You cannot use object-specific XACML to remove a restriction that is set at the Fedora-wide level. This means that you cannot forbid users to see any objects, and then use XACML to grant viewing rights on particular objects. However, object-specific XACML can deny rights that are allowed at the Fedora-wide level.
There are often cases where you may want to configure security more closely - for example, you may want to limit security on a collection-by-collection basis. If you need the ability to limit permissions further (for example, on a collection-by-collection basis) then you can write XACML into objects directly or use the XACML Editor module.
Islandora will parse XACML it finds in two places - either the datastream of the object (in the CHILD_SECURITY or POLICY datastreams) or global XACML policies found at
Collection-specific XACML policies
The CHILD_SECURITY Datastream of a collection object is an XACML policy file. Once this Datastream has been added, all objects that are ingested from that point onward will have a POLICY Datastream that enforces the CHILD_SECURITY policy on the members of a collection. XACML overrides Drupal security. So, for example, if you have a Drupal role that says you are allowed to add Datastreams, you will be allowed to add Datastreams to all objects except objects that have a XACML policy that denies it. To learn more about XACML policies at the Collection Object level, please go to the CHILD_SECURITY section of Chapter 7: Creating Custom Collection Objects.
Global XACML Policies
XACML also provides default policies that restrict access to management functions in the Fedora repository (API-M) to the Fedora administrator, or permit any member of the public to access and view the Fedora Repository (API-A). XACML can establish other basic controls, such as allowing only localhost to access management functions in the repository.
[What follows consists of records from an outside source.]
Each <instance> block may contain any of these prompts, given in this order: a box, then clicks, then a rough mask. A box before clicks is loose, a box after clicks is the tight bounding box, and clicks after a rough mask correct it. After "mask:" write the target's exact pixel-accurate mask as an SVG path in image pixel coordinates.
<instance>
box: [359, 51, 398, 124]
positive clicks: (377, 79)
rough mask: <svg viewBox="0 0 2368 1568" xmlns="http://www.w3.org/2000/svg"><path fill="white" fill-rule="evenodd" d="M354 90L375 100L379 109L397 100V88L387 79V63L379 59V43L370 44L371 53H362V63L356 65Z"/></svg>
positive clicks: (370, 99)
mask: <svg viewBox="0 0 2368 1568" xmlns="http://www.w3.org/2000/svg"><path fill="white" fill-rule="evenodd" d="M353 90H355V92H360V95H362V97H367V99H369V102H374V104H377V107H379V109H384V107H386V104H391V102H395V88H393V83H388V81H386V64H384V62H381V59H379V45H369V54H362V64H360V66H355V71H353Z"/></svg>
For more information about writing custom global xacml policies, visit the Fedora XACML Policy Writing Guide.
For more information about how Fedora manages security, visit the Fedora Security documentation.
How does Islandora interpret XACML policies?
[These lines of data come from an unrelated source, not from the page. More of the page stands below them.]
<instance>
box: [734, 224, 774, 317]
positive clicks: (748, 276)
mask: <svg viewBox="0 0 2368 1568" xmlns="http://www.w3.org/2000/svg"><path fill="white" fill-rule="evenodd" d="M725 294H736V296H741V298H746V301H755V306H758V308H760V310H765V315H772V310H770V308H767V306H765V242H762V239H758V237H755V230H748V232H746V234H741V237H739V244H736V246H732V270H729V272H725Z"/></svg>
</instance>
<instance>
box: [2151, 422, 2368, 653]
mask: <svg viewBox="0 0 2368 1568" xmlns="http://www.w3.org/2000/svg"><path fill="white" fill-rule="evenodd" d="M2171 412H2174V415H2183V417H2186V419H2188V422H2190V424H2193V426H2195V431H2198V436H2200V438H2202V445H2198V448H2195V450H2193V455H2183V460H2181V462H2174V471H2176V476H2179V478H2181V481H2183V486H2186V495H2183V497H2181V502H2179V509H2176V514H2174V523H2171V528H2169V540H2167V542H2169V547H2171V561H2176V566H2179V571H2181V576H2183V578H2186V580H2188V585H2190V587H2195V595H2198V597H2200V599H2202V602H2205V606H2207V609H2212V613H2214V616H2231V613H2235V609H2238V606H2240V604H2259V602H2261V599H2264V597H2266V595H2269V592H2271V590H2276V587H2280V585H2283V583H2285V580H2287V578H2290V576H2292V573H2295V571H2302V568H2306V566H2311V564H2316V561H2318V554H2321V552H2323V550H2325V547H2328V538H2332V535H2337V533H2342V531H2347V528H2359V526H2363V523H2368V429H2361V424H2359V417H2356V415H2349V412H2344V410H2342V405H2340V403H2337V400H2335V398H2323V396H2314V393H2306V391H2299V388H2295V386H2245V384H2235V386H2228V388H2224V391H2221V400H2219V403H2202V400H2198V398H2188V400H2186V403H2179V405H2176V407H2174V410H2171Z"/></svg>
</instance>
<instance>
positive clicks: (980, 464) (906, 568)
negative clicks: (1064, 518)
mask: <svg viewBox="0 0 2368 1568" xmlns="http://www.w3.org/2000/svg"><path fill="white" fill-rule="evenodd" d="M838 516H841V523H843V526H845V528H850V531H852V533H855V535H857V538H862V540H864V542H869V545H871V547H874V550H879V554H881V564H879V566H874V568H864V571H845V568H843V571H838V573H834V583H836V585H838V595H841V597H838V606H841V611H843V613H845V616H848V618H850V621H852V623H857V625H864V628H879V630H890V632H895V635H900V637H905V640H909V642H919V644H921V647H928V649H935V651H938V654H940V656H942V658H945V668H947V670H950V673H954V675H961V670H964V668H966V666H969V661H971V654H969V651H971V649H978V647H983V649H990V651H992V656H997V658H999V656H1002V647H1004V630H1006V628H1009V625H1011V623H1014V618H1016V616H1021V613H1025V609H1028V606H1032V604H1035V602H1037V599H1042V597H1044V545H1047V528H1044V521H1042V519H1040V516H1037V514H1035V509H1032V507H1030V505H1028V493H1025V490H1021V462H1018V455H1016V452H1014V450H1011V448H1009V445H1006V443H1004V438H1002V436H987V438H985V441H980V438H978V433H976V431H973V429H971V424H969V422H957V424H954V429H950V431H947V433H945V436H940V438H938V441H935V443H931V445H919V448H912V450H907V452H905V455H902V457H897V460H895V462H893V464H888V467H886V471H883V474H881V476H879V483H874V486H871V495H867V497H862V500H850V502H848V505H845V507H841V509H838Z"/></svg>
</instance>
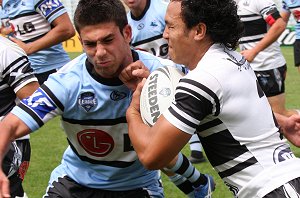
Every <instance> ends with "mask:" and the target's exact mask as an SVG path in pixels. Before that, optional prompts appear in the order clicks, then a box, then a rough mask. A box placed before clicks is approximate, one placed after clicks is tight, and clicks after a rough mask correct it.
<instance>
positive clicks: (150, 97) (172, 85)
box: [140, 66, 184, 126]
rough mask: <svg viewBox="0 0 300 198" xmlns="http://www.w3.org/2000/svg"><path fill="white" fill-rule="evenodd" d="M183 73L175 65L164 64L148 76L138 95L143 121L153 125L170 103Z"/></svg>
mask: <svg viewBox="0 0 300 198" xmlns="http://www.w3.org/2000/svg"><path fill="white" fill-rule="evenodd" d="M183 75H184V73H183V72H182V71H180V70H179V69H178V68H176V67H172V66H165V67H160V68H158V69H156V70H154V71H153V72H152V73H150V75H149V76H148V78H147V80H146V82H145V84H144V87H143V89H142V92H141V96H140V111H141V117H142V119H143V122H144V123H145V124H147V125H148V126H153V125H154V124H155V122H156V121H157V119H158V118H159V116H160V115H161V114H162V113H163V112H164V111H165V110H166V109H167V108H168V107H169V106H170V105H171V103H172V100H173V99H174V96H175V89H176V86H177V84H178V82H179V80H180V78H182V76H183Z"/></svg>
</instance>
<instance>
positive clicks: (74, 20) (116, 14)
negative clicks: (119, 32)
mask: <svg viewBox="0 0 300 198" xmlns="http://www.w3.org/2000/svg"><path fill="white" fill-rule="evenodd" d="M107 22H114V23H115V24H116V25H117V26H118V27H119V29H120V31H121V33H122V30H123V28H124V27H125V26H126V25H127V24H128V21H127V16H126V10H125V7H124V5H123V4H122V2H121V1H120V0H80V1H79V2H78V5H77V7H76V10H75V13H74V25H75V29H76V31H77V32H78V33H79V34H80V30H81V29H82V28H83V27H85V26H88V25H97V24H101V23H107Z"/></svg>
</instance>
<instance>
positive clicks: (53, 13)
mask: <svg viewBox="0 0 300 198" xmlns="http://www.w3.org/2000/svg"><path fill="white" fill-rule="evenodd" d="M0 5H1V7H2V9H1V10H0V20H1V23H2V28H1V34H4V35H7V36H8V38H9V39H10V40H12V41H13V42H15V43H17V44H18V45H19V46H20V47H21V48H23V50H24V51H25V52H26V54H27V55H28V56H29V60H30V62H31V67H32V68H33V71H34V73H35V76H36V77H37V78H38V81H39V83H40V84H42V83H43V82H44V81H45V80H46V79H47V78H48V76H49V74H51V73H53V72H56V70H57V69H59V68H60V67H62V66H63V65H65V64H66V63H68V62H69V61H70V58H69V56H68V54H67V53H66V52H65V50H64V49H63V47H62V42H63V41H65V40H67V39H69V38H71V37H72V36H74V35H75V30H74V27H73V25H72V23H71V21H70V18H69V16H68V14H67V11H66V9H65V8H64V6H63V4H62V3H61V1H60V0H56V1H52V0H18V1H16V0H0Z"/></svg>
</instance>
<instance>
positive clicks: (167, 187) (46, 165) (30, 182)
mask: <svg viewBox="0 0 300 198" xmlns="http://www.w3.org/2000/svg"><path fill="white" fill-rule="evenodd" d="M282 51H283V53H284V56H285V58H286V60H287V64H288V74H287V80H286V93H287V98H286V99H287V107H288V108H299V106H300V103H299V99H300V89H299V87H300V80H299V79H300V78H299V76H300V74H299V73H298V71H297V69H296V68H295V67H294V66H293V51H292V48H291V47H282ZM76 55H78V54H76V53H70V56H71V57H72V58H73V57H75V56H76ZM31 146H32V155H31V161H30V166H29V170H28V172H27V175H26V177H25V181H24V188H25V191H26V193H27V194H28V196H29V198H40V197H42V196H43V195H44V192H45V189H46V187H47V183H48V180H49V176H50V173H51V171H52V170H53V169H54V168H55V167H56V166H57V165H58V164H59V163H60V161H61V157H62V154H63V151H64V149H65V148H66V147H67V141H66V136H65V134H64V132H63V131H62V129H61V127H60V123H59V118H55V119H53V120H52V121H50V122H48V123H47V124H46V125H45V126H43V127H42V128H41V129H39V131H38V132H35V133H33V134H32V135H31ZM292 149H293V151H294V152H295V154H296V156H298V157H300V148H296V147H294V146H292ZM183 153H185V154H186V155H187V156H188V155H189V147H188V146H187V147H185V148H184V150H183ZM196 167H197V169H198V170H200V171H201V172H203V173H209V174H211V175H213V176H214V178H215V181H216V183H217V187H216V190H215V192H214V194H213V197H214V198H230V197H232V195H231V193H230V192H229V191H228V190H227V188H226V186H225V185H224V184H223V182H222V180H221V179H220V177H219V176H218V175H217V174H216V173H215V171H214V170H213V168H212V166H211V165H210V164H209V162H204V163H202V164H197V165H196ZM163 185H164V188H165V197H166V198H181V197H185V196H184V194H182V193H181V192H180V191H179V190H178V189H177V188H176V187H175V186H174V185H173V183H170V182H169V181H168V178H167V177H165V176H163Z"/></svg>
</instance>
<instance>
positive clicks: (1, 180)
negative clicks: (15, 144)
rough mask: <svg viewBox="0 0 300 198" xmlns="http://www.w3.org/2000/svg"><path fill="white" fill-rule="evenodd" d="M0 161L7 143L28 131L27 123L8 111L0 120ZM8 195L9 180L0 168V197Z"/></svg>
mask: <svg viewBox="0 0 300 198" xmlns="http://www.w3.org/2000/svg"><path fill="white" fill-rule="evenodd" d="M0 132H1V138H0V163H1V164H2V162H3V158H4V156H5V154H6V152H7V149H8V146H9V143H10V142H11V141H13V140H15V139H16V138H18V137H22V136H24V135H27V134H29V133H30V129H29V128H28V127H27V125H26V124H25V123H24V122H23V121H22V120H20V119H19V118H18V117H17V116H15V115H14V114H12V113H9V114H8V115H7V116H6V117H5V118H4V119H3V120H2V121H1V122H0ZM2 197H10V193H9V181H8V179H7V177H6V175H5V174H4V172H3V170H2V166H1V168H0V198H2Z"/></svg>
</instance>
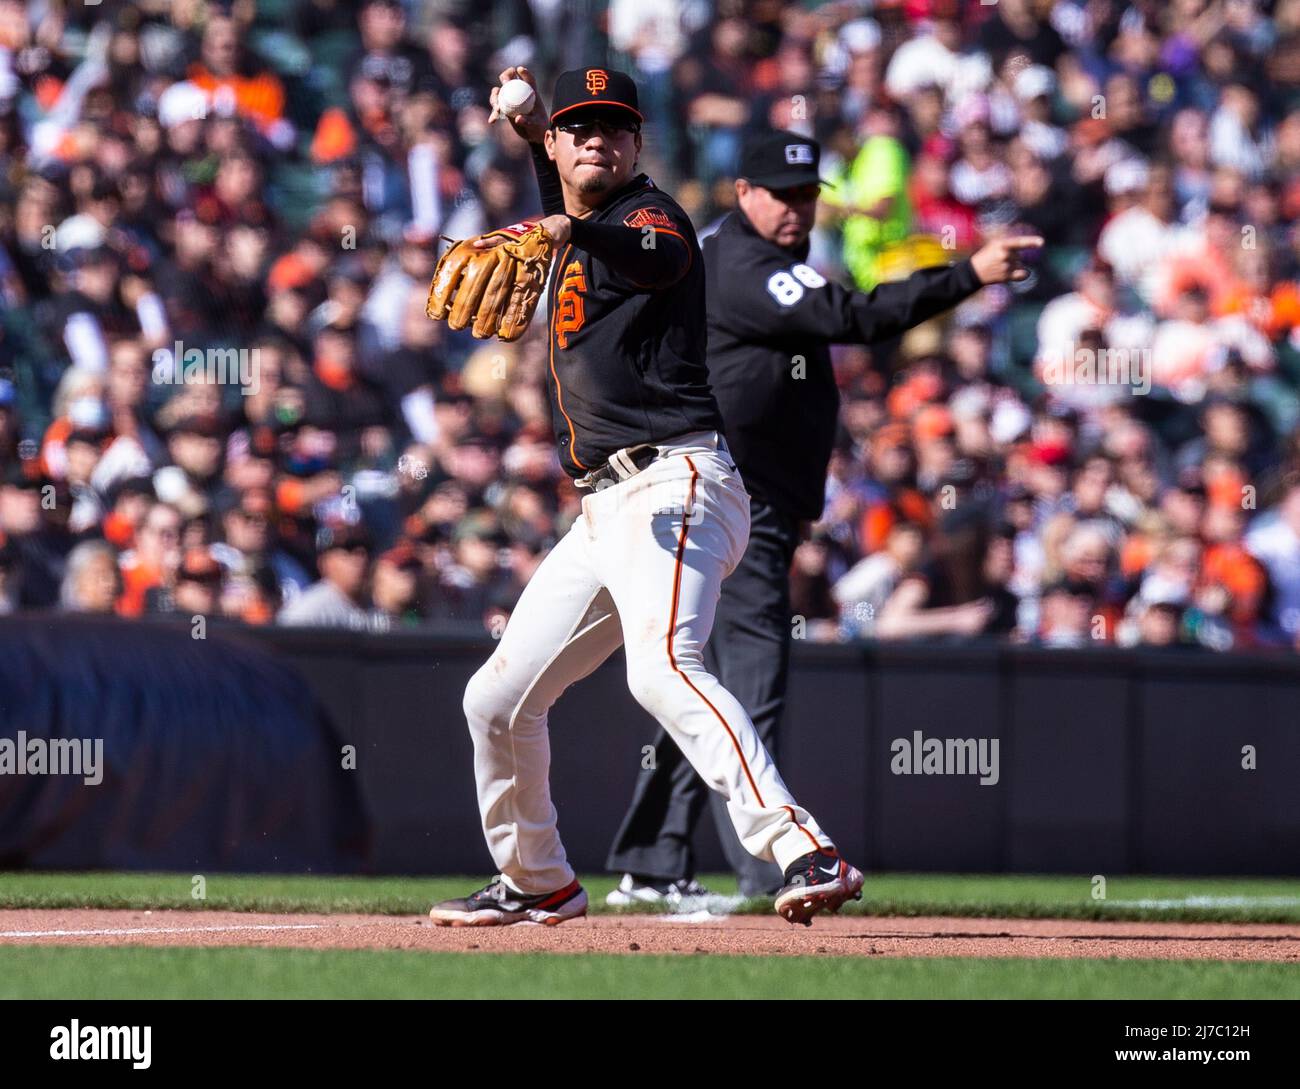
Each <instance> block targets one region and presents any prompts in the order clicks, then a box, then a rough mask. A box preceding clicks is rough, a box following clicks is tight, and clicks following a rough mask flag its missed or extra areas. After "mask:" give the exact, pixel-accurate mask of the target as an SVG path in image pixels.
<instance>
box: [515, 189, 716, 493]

Islandora interprets XACML policies using the Drupal filter. The Drupal filter allows Fedora to authenticate against the Drupal database and it also gathers the roles belonging to users. These usernames and roles then become available for you to use in your xacml policies. A sample XACML policy is provided in the modules policy folder in the Drupal module, and it illustrates how XACML utlizes Drupal usernames and roles in order to provide granular security in an Islandora site. To discover more about how XACML is interpreted in Islandora, view the SecurityClass.inc file in the Islandora Module.